Pourquoi le commerce avec les démons serait-il plus aisé que le commerce avec la grammaire ?
J’ai toujours éprouvé une répugnance presque physique pour les choses secrètes – les intrigues, la diplomatie, les sociétés secrètes, l’occultisme. Ces deux dernières activités, en particulier, m’ont toujours agacé au plus haut point, ainsi que cette prétention affichée par certaines gens d’avoir accès, grâce à une entente spéciale avec les Dieux, les Maîtres ou les Démiurges – et cela se passe entre eux à l’exclusion de tous les autres – aux grands secrets qui sont les fondements de l’univers. (…) Ce qui impressionne le plus chez ces maîtres, ces grands connaisseurs de l’invisible, c’est que lorsqu’ils écrivent pour nous conter ou nus suggérer leurs fameux mystères, ils écrivent tous fort mal. Mon entendement s’offusque de constater qu’un homme capable de maîtriser le Diable n’est pas capable de maîtriser la langue portugaise.

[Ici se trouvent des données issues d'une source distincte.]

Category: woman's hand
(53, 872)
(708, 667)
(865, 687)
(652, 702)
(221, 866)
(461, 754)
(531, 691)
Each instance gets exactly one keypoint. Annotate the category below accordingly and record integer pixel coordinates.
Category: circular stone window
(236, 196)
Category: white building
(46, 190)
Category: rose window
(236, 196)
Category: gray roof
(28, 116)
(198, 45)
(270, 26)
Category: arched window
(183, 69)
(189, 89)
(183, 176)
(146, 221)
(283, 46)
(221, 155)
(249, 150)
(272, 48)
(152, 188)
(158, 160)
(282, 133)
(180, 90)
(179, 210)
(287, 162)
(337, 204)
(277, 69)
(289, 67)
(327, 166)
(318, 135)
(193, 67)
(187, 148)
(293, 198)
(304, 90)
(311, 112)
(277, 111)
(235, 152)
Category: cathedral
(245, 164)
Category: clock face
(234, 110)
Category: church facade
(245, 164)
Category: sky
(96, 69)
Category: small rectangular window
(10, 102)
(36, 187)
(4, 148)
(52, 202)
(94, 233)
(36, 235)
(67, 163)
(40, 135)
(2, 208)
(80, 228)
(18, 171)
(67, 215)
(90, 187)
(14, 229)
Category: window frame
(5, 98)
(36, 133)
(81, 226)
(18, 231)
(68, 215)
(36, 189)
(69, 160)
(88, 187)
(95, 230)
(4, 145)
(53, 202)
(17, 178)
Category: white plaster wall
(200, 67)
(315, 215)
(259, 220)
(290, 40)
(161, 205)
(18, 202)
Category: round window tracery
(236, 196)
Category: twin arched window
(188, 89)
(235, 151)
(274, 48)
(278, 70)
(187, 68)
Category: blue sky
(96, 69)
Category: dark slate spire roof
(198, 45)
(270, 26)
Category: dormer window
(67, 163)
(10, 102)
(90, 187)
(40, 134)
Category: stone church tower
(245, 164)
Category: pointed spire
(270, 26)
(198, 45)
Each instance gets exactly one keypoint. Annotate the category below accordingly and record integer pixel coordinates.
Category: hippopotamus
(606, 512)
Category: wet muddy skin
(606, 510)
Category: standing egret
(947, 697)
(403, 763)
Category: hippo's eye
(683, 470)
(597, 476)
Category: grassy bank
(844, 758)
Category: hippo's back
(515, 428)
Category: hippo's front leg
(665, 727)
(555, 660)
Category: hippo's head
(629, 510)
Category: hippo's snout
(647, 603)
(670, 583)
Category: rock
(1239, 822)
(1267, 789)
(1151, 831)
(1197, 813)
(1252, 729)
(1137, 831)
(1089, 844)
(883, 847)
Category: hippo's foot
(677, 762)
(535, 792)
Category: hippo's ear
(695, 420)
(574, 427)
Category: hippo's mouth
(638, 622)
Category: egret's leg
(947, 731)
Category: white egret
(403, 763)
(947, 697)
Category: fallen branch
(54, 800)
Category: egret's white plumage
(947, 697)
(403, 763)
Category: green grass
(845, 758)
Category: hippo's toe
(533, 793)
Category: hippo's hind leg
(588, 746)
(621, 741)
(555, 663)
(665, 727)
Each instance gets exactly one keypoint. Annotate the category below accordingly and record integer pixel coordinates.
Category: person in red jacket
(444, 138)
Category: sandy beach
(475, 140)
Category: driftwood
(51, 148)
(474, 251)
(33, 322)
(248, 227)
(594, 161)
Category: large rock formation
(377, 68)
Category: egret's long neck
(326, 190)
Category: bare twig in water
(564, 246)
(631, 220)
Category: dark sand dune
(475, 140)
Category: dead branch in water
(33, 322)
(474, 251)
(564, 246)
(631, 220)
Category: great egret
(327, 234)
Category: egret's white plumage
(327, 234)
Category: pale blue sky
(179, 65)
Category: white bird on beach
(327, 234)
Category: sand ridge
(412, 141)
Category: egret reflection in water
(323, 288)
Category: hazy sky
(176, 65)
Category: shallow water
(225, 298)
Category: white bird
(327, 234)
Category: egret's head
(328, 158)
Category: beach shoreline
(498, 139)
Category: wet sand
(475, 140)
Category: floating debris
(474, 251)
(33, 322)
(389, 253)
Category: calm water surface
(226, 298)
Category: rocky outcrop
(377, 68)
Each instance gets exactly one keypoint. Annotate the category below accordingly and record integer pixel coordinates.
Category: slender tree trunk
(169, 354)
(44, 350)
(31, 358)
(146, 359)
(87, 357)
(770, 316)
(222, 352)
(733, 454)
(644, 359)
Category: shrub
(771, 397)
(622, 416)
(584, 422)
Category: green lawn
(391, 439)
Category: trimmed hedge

Pourquoi le commerce avec les démons serait-il plus aisé que le commerce avec la grammaire ? Lorsque, après avoir longuement exercé son attention et sa volonté, un homme réussit, selon ses dires, à avoir des visions astrales, pourquoi ne réussirait-il pas, pour une dépense bien moindre d’attention et de volontés, à avoir une claire vision de la syntaxe ?
Fernando Pessoa, Le Livre de l’intranquillité de Bernardo Soares (Livro do Desassossego por Bernardo Soares), traduit du portugais par Françoise Laye, Christian Bourgeois, 1999.